Нет, они не набросились бы на меня с заточками. Я уж был не тот желторотый этапник из скотного вагона. Во- первых, здесь было кому за меня заступиться. Затылком я чувствовал, как твердеют челюсти литовских «лесных братьев», как поскрипывают нары «Галицкой ассамблеи», как заворчали в дальнем углу грузины. Возможно, и не пришлось бы звать на помощь власовскую гвардию из соседнего барака... Во- вторых, смерть, как некую категорию, я уж давно ставил ни во что, ведь она здесь скорее освобождала, чем губила. В-третьих, они хорошо понимали, что как банщик, я могу сделать с голой братвой все, что угодно, - пустите в парилку отравляющую дезинфекцию, подсыпать в одежду какую-то заразу (было уж - неделю чесались до кровавого струпья, пока я не помог в беде); в конце концов, я мог сжечь их в бане живьем. В- четвертых, я был им нужен, как никто. Лечил застарелый сифилис, умел из тундровых грибов вытягивать дурман, мог мгновенно зашить рану подрезанного и вылечить ее...
«Ша! - рявкнул Гнот. -Что это вы все окрысились? Резве мы не должники этого человека? Разве не ходим к нему с поклоном, когда припечет? Или мы в натуре разучились долги отдавать?»
Стриженные головы неохотно закивали.
«Я тоже свои долги не забываю, Гнот», - сказал я.
«Слышали, братва? Забирай, Монах, своего оленя и его вонючие лохмотья. Тут и без них дышать нечем», - и Гнот принужденно захохотал. И «братва» вокруг заухмылялась тоже, хотя никому не было смешно.

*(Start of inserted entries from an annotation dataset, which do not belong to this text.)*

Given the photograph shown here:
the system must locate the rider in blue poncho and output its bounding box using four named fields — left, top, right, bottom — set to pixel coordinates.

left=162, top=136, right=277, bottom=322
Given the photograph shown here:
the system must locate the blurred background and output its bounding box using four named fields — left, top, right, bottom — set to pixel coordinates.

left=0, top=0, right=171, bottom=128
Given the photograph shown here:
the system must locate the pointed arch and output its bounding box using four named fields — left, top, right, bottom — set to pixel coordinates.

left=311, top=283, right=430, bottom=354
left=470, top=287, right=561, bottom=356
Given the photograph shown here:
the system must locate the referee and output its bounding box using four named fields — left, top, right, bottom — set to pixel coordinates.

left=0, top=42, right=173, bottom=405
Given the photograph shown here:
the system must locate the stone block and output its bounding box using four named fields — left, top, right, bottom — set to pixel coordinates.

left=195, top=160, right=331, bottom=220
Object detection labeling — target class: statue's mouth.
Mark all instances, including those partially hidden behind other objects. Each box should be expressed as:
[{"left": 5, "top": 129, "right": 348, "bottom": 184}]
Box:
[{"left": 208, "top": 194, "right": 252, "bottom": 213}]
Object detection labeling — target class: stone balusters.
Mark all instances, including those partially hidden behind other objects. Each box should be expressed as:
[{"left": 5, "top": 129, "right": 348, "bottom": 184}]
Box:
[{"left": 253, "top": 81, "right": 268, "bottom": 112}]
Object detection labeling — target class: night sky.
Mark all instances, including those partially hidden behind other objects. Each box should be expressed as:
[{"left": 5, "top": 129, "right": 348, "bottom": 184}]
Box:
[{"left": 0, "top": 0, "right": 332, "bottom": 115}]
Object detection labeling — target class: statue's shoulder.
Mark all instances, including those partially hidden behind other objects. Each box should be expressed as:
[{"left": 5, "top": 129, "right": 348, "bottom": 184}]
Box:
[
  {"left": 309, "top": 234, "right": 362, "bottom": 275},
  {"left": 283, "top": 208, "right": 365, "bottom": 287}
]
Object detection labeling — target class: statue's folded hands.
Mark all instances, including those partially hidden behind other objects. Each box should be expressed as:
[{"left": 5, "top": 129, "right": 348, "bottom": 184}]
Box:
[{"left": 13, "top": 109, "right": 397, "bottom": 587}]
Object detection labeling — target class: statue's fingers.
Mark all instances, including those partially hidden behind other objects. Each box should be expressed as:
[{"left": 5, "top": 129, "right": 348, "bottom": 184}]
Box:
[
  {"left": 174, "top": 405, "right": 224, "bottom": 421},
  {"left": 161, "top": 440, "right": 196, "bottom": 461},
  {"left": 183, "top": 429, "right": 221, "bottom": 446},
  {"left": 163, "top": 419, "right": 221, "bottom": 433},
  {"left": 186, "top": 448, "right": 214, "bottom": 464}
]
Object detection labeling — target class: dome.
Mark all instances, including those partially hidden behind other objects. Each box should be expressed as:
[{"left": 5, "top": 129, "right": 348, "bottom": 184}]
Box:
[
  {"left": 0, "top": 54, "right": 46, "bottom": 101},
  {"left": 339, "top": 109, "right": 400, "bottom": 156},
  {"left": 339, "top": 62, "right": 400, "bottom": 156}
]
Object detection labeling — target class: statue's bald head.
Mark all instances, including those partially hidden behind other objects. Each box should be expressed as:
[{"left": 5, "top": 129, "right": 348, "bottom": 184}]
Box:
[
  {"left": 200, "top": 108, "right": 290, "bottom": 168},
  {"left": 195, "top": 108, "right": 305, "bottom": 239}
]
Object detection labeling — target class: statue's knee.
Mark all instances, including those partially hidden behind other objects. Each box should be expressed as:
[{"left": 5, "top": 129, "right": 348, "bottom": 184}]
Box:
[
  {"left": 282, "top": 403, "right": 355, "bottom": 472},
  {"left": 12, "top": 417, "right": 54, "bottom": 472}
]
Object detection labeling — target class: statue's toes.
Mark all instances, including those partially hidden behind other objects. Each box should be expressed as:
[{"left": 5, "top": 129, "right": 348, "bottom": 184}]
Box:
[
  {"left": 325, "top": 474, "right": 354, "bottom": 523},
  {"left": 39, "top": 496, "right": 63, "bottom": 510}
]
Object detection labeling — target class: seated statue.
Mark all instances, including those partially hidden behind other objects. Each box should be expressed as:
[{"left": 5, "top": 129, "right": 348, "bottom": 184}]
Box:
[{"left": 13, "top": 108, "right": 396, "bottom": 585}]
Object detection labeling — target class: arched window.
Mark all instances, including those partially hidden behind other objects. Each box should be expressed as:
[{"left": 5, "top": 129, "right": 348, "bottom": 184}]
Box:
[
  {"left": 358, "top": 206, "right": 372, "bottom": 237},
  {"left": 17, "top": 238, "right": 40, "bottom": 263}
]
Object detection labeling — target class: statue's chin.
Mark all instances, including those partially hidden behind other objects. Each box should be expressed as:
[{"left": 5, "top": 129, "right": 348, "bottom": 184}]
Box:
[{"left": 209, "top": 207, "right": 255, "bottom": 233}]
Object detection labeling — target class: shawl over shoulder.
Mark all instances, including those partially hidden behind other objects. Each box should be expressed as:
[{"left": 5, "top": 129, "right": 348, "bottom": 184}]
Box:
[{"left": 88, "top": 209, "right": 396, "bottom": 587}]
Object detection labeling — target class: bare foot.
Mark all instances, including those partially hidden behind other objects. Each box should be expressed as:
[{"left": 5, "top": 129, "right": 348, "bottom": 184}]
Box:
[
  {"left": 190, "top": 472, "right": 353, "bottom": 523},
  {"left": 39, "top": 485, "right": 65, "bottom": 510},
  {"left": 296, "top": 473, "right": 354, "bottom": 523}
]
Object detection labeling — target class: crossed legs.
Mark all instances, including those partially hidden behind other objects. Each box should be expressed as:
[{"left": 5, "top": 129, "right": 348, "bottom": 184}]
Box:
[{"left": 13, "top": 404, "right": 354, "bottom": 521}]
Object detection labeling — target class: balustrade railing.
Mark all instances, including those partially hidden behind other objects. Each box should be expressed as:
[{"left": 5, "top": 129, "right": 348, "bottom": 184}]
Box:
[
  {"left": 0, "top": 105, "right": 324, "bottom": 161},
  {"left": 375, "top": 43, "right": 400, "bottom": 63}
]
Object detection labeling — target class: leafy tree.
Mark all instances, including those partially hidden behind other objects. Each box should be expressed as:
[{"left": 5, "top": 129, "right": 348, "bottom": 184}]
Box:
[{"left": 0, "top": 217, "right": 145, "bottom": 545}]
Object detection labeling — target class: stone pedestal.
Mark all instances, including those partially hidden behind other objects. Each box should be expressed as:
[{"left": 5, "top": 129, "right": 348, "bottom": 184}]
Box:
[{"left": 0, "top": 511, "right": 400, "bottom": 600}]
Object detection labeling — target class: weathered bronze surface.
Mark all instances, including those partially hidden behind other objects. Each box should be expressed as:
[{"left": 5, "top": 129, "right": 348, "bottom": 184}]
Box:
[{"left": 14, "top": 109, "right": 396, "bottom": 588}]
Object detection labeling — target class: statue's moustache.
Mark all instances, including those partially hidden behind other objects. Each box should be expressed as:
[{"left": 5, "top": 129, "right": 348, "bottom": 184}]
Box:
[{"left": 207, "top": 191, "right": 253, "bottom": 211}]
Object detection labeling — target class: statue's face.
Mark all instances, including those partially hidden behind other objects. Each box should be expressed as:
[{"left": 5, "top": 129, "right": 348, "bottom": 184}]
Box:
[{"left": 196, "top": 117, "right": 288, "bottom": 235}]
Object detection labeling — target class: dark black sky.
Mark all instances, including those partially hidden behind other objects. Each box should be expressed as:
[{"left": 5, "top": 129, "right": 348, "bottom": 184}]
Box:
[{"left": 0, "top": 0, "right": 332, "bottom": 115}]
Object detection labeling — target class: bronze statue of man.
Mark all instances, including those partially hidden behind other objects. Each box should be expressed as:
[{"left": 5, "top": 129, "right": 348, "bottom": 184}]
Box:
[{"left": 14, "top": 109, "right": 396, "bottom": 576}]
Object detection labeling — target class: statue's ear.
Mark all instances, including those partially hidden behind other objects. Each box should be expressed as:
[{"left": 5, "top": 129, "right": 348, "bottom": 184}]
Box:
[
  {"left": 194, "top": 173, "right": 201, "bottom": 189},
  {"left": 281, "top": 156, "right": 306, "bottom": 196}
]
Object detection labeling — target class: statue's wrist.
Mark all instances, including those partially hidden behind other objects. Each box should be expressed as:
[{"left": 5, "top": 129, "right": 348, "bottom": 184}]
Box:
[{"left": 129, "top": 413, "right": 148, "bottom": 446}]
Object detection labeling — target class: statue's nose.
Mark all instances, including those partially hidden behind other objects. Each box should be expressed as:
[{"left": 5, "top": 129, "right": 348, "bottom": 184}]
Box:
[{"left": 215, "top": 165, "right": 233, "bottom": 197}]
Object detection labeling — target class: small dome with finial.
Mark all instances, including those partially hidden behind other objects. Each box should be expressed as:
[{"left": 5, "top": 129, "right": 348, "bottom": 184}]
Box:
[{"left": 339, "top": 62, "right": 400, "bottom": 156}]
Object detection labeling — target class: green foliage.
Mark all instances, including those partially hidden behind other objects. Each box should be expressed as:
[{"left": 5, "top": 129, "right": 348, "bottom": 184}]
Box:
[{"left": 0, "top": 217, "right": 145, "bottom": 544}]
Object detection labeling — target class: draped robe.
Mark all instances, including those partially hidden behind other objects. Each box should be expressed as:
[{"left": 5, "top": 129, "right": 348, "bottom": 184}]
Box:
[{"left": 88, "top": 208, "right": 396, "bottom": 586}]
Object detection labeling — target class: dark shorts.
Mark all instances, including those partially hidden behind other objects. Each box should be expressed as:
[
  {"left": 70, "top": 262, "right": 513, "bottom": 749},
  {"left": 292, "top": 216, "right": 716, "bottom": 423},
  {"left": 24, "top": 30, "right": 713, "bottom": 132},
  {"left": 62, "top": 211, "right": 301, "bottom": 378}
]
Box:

Владелец шикарных желтых краг, которому я пришел на выручку, оказался греком. История этого молодого судновладельца из острова Крит неимоверна. Международная организация Красного Креста собрала со всего света вещи для пленных Второй мировой войны, густо рассеянных по ГУЛАГу, и зафрахтовала его судно, чтобы доставить груз по назначению. Захариос, так звали молодого грека, причалил к тихоокеанском порту Ванино, ставшем пересыльным пунктом, откуда зеков (около двух миллионов) перевозили баржами на Колыму. Судно приняли, разгрузили, а судовладельцу сказали: «Благодарим покорно и до свиданья!» - «Нет, - сказал Захариос, - я уполномочен Красным Крестом доставить вещи тем, кому они должны принадлежать. Хочу лично присутствовать при раздаче. Я хочу сам побывать на Колыме».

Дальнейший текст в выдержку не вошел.